House lust
As a woman I've heard lots about the 'biological clock' that's supposed to be ticking inside me like a bomb. You know what? I've never heard a tick. Not once. Not even when I've been in the presence of uber-cute, precocious babies. Nope. So either my clock is broken or missing or the whole damn idea is a myth. But lately, I've been experiencing something else in a profound must-have, want-now, can't-wait way. House lust.
I want a house. I want a roof and windows and nice wooden floors and a fireplace. Please, please, a fireplace!
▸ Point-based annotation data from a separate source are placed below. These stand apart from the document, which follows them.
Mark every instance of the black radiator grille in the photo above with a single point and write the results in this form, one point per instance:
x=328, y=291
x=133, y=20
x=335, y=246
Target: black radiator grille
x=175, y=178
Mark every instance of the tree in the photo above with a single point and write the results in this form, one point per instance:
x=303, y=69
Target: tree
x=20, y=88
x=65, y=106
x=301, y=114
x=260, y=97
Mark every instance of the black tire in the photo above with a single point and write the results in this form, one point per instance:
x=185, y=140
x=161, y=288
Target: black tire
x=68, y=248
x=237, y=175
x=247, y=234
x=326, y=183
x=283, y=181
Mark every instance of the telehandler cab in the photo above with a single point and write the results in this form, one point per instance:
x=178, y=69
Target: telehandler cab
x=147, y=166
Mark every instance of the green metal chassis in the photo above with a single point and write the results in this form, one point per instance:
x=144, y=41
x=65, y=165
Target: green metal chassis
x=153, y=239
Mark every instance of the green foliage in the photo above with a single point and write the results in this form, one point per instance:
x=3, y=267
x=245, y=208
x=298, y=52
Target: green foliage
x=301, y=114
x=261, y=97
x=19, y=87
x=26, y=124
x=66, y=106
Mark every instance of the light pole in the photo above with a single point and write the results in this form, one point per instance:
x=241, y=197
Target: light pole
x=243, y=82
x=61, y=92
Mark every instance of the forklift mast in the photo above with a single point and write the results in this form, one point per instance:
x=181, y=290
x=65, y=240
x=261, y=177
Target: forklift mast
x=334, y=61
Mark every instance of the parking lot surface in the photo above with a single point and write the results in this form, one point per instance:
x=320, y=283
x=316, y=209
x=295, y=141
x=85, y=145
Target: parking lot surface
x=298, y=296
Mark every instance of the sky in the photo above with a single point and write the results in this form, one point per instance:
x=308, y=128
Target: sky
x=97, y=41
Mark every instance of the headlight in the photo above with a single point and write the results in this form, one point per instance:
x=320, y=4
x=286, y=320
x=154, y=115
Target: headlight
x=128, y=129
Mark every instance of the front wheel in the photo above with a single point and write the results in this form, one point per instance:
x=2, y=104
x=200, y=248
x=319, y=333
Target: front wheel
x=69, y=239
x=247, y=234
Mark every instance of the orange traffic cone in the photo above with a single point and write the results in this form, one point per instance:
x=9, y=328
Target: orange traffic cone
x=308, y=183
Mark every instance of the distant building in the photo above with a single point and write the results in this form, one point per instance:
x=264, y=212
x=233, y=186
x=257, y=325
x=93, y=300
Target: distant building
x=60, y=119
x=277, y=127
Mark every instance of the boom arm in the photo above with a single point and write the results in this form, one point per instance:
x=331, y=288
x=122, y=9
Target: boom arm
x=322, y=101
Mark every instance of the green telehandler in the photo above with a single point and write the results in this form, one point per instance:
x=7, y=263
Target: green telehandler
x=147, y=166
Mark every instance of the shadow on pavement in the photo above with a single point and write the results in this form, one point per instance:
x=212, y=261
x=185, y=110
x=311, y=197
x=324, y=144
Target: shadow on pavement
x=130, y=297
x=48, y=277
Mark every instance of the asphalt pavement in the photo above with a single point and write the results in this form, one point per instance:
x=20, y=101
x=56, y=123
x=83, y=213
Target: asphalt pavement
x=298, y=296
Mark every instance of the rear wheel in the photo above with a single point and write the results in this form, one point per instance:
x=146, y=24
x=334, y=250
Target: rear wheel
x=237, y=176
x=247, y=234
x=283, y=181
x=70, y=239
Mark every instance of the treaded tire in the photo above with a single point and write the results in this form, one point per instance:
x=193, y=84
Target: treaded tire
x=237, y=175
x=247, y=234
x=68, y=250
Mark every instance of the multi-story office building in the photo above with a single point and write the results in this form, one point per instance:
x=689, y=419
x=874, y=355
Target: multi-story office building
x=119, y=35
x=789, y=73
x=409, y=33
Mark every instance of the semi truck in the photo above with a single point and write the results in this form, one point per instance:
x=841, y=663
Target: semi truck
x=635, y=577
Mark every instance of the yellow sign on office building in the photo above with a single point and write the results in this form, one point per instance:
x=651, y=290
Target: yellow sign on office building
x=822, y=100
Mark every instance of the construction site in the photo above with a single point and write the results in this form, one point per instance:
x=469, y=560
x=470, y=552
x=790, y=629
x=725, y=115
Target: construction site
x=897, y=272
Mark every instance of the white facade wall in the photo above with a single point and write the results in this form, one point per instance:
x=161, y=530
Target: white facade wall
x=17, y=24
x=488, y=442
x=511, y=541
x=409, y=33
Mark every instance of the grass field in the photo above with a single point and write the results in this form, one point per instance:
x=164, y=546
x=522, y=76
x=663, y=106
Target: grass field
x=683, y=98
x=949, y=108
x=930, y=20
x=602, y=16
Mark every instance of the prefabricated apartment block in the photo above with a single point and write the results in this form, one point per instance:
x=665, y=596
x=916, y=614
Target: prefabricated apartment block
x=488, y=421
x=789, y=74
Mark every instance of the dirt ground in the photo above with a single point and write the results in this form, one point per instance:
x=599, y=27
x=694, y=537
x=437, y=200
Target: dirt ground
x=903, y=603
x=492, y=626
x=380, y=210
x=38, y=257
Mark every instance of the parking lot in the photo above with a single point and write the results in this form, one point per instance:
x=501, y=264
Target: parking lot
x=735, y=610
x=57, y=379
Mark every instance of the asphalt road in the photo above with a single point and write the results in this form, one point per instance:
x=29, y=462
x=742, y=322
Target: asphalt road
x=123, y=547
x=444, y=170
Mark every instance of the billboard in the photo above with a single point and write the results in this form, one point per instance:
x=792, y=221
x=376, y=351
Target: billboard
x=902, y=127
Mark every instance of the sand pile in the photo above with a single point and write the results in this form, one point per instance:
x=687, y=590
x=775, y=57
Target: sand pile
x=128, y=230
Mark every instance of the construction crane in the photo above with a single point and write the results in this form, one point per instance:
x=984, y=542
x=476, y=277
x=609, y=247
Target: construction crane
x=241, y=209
I'd like a wee yard too because it's hard for me to conceive of 'house' without a bit of land (blame my semi-rural upbringing.) I want to fill the house with furniture I bought and decorate it with colors I like and bake masses of cookies in the kitchen (but not for future children--still no ticking!)
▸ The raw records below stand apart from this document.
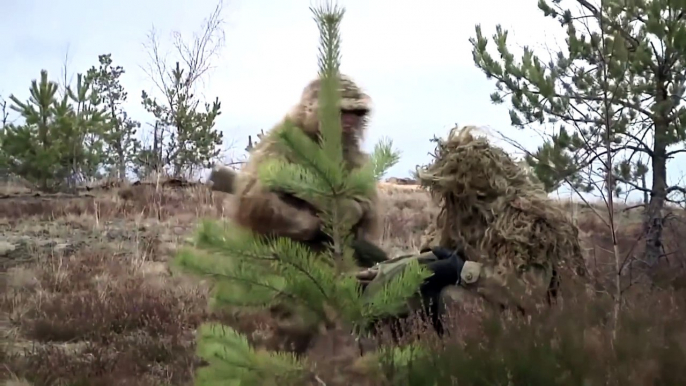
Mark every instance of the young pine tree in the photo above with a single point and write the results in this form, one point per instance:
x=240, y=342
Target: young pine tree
x=193, y=141
x=120, y=138
x=617, y=87
x=50, y=148
x=257, y=272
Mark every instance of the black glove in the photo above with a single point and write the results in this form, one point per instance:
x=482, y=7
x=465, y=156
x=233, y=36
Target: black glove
x=446, y=271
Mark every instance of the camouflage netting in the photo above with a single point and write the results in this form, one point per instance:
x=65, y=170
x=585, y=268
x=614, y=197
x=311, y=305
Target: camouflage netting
x=495, y=208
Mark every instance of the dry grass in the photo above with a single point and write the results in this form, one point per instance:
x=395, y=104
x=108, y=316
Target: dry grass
x=87, y=298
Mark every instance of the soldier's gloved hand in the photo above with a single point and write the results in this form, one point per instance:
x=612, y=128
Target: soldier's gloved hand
x=352, y=211
x=446, y=271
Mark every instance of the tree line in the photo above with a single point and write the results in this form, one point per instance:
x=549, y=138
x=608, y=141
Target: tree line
x=67, y=134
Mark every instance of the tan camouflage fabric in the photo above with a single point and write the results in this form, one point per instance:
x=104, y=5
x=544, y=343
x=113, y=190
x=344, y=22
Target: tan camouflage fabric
x=352, y=96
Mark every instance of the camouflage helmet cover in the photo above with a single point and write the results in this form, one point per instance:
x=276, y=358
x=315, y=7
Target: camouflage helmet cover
x=352, y=96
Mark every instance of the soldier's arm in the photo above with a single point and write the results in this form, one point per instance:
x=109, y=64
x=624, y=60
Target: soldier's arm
x=271, y=213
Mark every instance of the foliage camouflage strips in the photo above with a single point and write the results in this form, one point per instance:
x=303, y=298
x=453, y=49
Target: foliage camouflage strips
x=493, y=206
x=254, y=273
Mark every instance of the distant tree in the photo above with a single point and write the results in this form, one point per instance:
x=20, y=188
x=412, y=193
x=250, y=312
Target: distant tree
x=185, y=137
x=57, y=144
x=4, y=116
x=615, y=90
x=256, y=272
x=120, y=138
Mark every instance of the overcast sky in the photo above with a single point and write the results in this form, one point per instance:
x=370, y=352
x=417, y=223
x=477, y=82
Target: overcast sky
x=412, y=56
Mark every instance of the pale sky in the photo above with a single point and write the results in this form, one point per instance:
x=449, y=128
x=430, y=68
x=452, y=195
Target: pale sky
x=413, y=57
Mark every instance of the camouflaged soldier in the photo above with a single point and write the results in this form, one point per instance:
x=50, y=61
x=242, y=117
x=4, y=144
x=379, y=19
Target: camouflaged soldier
x=277, y=213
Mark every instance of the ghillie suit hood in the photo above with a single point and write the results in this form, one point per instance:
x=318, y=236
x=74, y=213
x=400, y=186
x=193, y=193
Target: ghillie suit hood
x=496, y=209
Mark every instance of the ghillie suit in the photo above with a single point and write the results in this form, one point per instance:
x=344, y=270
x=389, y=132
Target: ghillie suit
x=275, y=213
x=272, y=213
x=519, y=242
I've been perusing the Sunday Real estate section and browsing Craigslist for properties for sale. I'm getting familiar with the real estate lingo. Cozy=frigging tiny. As is=major work needed. Just gut renovated=expensive. Most of the listings don't stir me from my Goldilocks inspired criticisms. Too small, too big, etc. But occasionally I see one that makes my heart go pitter-patter (and then I remember I have an erratic heart beat so I discount that). But once in every two thousand listings I see one for sale that makes me wish I had money with which to purchase said house. Then I go look at my savings account in the hopes that the money has somehow gotten infused with rabbit-DNA and has begun breeding! (That hasn't happened...yet.)
But until then I have hope and house lust.